The problem now is that I somehow need to synchronize the different resolvers which each calculate different statistics on this data. Without any form of synchronization, it’s possible that one resolver begins seeing some data before the second resolver hooks into the AsyncIterable tee which would then make them operate in lock-step. This is undesirable because it will throw off the calculation of the statistics.
Is there some kind of “resolver instantiation” I can hook into on each query that would be guaranteed to finish for each resolver before any resolver’s main body would start to run? This way each resolver can hook into the tee before they begin to loop over the data stream.
Some extra details: each of these resolvers is a direct child of a “Statistics” resolver. Is there some way this parent resolver could detect how many child resolvers will run? This way it could prepare the right number of synchronized stream iterators ahead of time, and the children could retrieve them.

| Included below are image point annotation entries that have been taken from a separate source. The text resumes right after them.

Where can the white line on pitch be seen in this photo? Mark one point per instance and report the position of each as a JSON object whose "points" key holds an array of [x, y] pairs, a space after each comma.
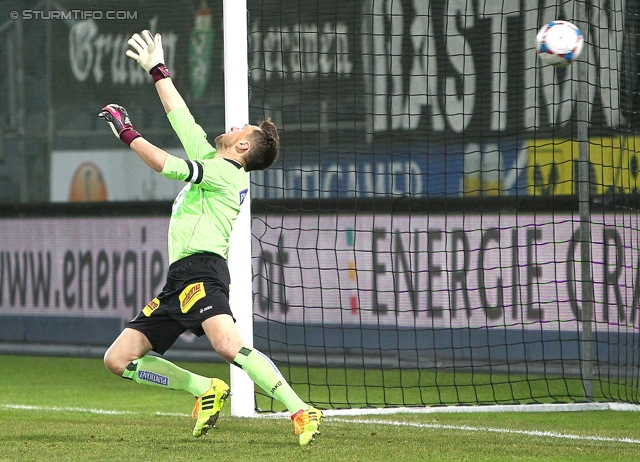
{"points": [[490, 430], [25, 407], [466, 428]]}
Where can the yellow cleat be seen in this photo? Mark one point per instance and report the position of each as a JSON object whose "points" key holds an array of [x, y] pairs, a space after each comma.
{"points": [[208, 406], [306, 425]]}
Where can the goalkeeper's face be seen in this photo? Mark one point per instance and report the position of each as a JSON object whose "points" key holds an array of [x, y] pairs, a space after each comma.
{"points": [[234, 136]]}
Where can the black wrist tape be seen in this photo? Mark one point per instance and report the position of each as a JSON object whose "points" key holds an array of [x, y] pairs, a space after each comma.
{"points": [[159, 72]]}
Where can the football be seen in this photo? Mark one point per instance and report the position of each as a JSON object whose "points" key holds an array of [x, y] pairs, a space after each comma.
{"points": [[559, 43]]}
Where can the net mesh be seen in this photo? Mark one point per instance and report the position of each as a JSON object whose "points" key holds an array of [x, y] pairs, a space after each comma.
{"points": [[420, 241]]}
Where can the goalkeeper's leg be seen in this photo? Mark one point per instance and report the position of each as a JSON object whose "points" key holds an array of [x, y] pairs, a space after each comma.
{"points": [[127, 357], [225, 339]]}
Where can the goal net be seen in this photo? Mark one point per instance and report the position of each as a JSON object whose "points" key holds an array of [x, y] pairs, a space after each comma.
{"points": [[451, 222]]}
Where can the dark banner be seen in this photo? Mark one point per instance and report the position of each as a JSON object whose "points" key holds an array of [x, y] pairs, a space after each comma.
{"points": [[436, 67]]}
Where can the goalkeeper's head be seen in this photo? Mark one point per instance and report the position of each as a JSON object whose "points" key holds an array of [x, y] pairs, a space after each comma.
{"points": [[258, 146], [265, 147]]}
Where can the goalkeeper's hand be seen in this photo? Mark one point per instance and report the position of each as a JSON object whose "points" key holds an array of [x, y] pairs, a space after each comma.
{"points": [[149, 54], [118, 119]]}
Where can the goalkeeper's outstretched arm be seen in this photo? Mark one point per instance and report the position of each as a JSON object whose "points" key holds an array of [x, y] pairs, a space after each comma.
{"points": [[147, 51]]}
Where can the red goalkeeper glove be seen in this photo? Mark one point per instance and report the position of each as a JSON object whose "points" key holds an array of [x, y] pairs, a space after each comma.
{"points": [[118, 119]]}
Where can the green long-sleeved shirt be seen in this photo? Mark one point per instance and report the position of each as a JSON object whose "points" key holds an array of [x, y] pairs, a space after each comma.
{"points": [[206, 209]]}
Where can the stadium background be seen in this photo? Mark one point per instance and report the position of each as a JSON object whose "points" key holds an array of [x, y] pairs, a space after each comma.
{"points": [[391, 112]]}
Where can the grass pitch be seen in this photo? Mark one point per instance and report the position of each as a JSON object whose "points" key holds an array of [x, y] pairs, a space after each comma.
{"points": [[72, 409]]}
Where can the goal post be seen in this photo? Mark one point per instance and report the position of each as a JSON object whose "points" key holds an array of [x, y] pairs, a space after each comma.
{"points": [[236, 72]]}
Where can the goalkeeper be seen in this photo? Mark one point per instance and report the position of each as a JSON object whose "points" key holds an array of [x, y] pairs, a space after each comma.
{"points": [[196, 294]]}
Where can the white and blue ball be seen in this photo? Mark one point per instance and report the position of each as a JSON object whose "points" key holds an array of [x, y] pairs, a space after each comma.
{"points": [[559, 43]]}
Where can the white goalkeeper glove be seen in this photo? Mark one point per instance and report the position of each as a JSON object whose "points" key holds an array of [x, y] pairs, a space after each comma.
{"points": [[149, 54], [118, 119]]}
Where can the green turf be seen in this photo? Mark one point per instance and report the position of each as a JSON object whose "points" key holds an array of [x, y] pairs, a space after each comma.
{"points": [[68, 393]]}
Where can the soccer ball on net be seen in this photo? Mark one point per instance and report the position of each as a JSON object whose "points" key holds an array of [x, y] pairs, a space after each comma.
{"points": [[559, 43]]}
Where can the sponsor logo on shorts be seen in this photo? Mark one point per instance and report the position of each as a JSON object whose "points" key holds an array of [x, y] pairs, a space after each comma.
{"points": [[243, 195], [152, 377], [151, 307], [190, 295], [278, 385]]}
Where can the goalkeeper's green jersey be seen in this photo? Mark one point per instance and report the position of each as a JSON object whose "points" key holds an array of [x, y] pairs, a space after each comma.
{"points": [[204, 212]]}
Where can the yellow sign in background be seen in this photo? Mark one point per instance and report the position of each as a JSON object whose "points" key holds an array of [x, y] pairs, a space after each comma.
{"points": [[613, 166]]}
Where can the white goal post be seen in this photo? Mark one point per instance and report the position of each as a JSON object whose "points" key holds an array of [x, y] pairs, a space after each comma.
{"points": [[236, 84]]}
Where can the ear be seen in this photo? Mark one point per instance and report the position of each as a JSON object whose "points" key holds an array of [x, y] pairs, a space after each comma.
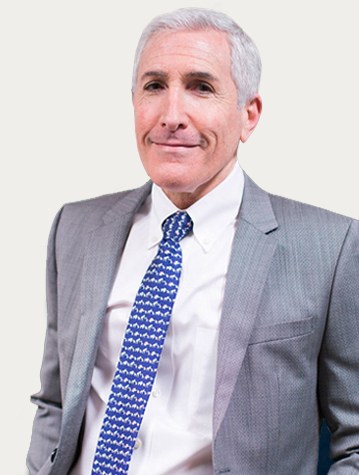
{"points": [[252, 111]]}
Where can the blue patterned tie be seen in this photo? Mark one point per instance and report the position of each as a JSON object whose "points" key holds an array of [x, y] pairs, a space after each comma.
{"points": [[141, 351]]}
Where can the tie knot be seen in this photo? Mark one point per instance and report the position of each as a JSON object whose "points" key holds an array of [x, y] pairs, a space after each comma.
{"points": [[176, 226]]}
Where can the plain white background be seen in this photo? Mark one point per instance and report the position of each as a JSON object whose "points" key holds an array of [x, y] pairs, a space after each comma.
{"points": [[66, 125]]}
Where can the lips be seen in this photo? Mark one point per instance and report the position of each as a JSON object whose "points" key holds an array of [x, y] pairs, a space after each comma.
{"points": [[174, 145]]}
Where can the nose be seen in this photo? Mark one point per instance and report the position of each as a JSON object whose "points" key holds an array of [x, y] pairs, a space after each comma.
{"points": [[174, 114]]}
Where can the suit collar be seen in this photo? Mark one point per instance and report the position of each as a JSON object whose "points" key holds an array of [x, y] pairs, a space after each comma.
{"points": [[256, 207], [129, 204]]}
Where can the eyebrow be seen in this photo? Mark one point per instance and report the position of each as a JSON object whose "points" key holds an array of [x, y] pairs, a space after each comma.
{"points": [[192, 74]]}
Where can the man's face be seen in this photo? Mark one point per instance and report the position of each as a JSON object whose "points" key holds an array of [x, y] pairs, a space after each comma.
{"points": [[188, 125]]}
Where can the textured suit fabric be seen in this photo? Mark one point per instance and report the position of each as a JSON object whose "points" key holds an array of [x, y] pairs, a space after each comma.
{"points": [[288, 349]]}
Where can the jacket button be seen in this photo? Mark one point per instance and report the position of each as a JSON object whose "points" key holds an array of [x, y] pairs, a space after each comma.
{"points": [[53, 455]]}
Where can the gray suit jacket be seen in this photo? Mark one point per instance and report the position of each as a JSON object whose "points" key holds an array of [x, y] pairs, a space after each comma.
{"points": [[288, 350]]}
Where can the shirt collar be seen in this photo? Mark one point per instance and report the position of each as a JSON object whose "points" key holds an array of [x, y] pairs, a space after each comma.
{"points": [[210, 215]]}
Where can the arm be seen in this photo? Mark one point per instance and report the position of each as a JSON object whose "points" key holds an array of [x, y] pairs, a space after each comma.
{"points": [[338, 379], [47, 422]]}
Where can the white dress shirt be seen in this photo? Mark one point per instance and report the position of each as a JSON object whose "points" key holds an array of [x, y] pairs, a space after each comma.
{"points": [[175, 437]]}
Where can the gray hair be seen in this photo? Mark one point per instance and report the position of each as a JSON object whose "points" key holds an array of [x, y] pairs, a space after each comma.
{"points": [[246, 62]]}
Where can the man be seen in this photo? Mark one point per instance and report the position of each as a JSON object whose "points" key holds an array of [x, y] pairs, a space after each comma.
{"points": [[262, 341]]}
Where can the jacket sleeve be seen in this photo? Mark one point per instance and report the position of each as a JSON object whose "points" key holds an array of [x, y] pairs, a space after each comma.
{"points": [[47, 422], [338, 379]]}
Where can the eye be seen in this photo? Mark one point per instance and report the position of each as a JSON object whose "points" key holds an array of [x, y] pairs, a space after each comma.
{"points": [[203, 87], [153, 86]]}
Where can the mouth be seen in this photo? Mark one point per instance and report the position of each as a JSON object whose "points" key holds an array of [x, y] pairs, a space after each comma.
{"points": [[174, 145]]}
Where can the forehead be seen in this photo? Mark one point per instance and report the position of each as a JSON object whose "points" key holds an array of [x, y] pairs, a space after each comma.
{"points": [[208, 50]]}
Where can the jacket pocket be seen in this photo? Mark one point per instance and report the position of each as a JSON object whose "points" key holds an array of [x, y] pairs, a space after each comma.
{"points": [[281, 331]]}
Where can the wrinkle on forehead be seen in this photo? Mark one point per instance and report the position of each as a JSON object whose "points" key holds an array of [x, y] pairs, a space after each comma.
{"points": [[207, 50]]}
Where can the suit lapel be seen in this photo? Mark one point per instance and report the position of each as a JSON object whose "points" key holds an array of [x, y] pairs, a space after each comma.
{"points": [[253, 249], [100, 263]]}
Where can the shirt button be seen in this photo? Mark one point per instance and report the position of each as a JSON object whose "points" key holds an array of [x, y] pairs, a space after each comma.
{"points": [[156, 393]]}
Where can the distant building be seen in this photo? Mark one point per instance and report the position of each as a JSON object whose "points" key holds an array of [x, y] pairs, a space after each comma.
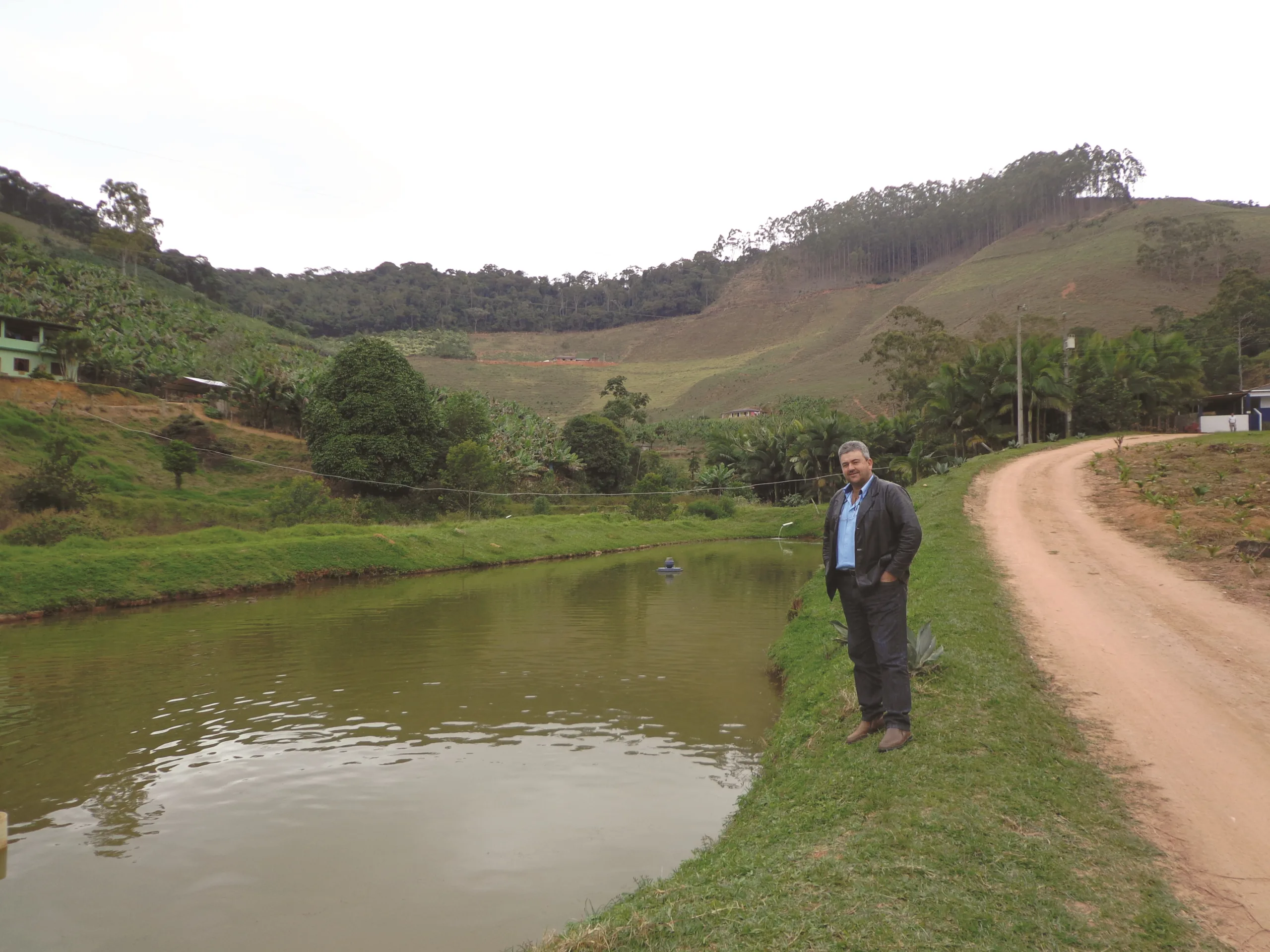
{"points": [[1236, 412], [26, 346], [186, 389]]}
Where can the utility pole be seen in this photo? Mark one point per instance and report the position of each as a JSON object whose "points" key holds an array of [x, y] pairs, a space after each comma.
{"points": [[1019, 372], [1069, 348]]}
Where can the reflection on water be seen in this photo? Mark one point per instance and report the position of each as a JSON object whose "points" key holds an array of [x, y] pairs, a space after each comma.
{"points": [[450, 762]]}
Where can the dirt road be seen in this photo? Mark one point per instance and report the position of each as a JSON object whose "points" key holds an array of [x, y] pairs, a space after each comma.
{"points": [[1176, 673]]}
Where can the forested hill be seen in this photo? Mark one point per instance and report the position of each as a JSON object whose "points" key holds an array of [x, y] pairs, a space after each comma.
{"points": [[873, 238], [892, 232], [418, 296]]}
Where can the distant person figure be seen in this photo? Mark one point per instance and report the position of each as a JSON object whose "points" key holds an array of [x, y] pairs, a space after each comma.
{"points": [[870, 537]]}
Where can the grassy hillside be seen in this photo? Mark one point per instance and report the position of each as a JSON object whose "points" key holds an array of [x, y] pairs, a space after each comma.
{"points": [[136, 495], [763, 339]]}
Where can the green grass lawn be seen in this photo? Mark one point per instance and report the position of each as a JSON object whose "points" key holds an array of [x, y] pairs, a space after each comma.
{"points": [[82, 572], [136, 495], [992, 831]]}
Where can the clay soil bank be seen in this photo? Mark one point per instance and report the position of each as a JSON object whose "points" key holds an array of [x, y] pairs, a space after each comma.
{"points": [[1166, 665]]}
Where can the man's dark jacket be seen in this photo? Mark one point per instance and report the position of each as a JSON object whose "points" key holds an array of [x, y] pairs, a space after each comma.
{"points": [[887, 535]]}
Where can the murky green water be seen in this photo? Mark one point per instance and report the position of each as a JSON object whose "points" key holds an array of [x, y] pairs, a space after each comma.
{"points": [[452, 762]]}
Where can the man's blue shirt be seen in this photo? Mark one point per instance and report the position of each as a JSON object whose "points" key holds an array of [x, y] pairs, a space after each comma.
{"points": [[847, 527]]}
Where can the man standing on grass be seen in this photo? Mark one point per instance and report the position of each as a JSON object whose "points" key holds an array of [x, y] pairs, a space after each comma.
{"points": [[870, 537]]}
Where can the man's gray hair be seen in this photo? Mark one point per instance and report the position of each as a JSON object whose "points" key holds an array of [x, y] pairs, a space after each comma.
{"points": [[854, 446]]}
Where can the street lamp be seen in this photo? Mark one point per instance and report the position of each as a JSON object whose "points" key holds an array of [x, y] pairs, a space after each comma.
{"points": [[1019, 375], [1069, 348]]}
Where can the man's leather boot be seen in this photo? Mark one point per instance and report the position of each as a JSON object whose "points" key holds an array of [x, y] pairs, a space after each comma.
{"points": [[894, 739], [865, 728]]}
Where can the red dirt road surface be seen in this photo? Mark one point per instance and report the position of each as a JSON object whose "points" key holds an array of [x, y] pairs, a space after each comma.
{"points": [[1176, 674]]}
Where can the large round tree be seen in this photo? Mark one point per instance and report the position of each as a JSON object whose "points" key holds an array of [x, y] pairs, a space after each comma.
{"points": [[604, 450], [374, 418]]}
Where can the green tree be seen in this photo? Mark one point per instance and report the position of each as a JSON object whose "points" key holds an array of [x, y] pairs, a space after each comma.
{"points": [[1103, 404], [718, 477], [373, 418], [180, 459], [127, 226], [304, 499], [910, 352], [1236, 324], [71, 348], [465, 416], [604, 450], [470, 468], [54, 483], [625, 404], [653, 506]]}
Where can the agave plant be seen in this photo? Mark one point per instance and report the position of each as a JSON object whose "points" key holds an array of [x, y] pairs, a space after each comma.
{"points": [[924, 654]]}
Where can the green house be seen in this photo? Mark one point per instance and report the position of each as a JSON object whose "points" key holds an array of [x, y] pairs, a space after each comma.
{"points": [[28, 345]]}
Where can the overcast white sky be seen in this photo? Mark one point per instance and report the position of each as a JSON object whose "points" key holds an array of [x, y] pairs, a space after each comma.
{"points": [[566, 136]]}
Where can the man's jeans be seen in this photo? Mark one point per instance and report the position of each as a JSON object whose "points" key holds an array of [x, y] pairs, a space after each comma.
{"points": [[878, 645]]}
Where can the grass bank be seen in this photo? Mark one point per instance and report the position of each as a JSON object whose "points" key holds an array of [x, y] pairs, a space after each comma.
{"points": [[84, 573], [994, 831]]}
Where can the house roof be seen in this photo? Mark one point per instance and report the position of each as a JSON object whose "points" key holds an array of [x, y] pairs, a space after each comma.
{"points": [[39, 321]]}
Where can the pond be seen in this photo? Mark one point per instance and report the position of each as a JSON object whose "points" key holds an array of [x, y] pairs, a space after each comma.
{"points": [[447, 762]]}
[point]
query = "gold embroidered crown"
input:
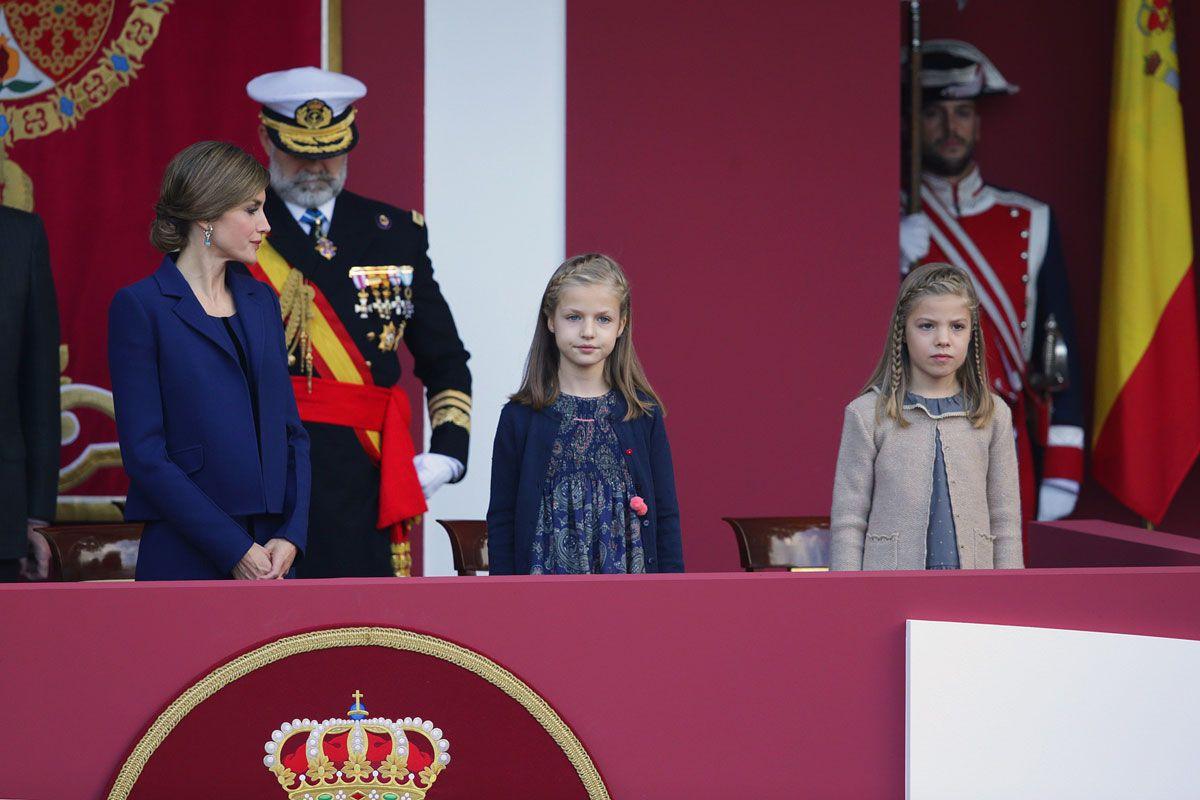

I was thinking this might be possible by writing a custom apollo server plugin and hooking into the
executionDidStart event for the Statistics operation. In this hook, the plugin would prepare the main stream, which would be in scope in a subsequent
willResolveField event that would obtain a synchronized replica of the main stream. However, this would approach would hinge on every
willResolveField hook completing before any of the resolvers actually start running. Is this the case?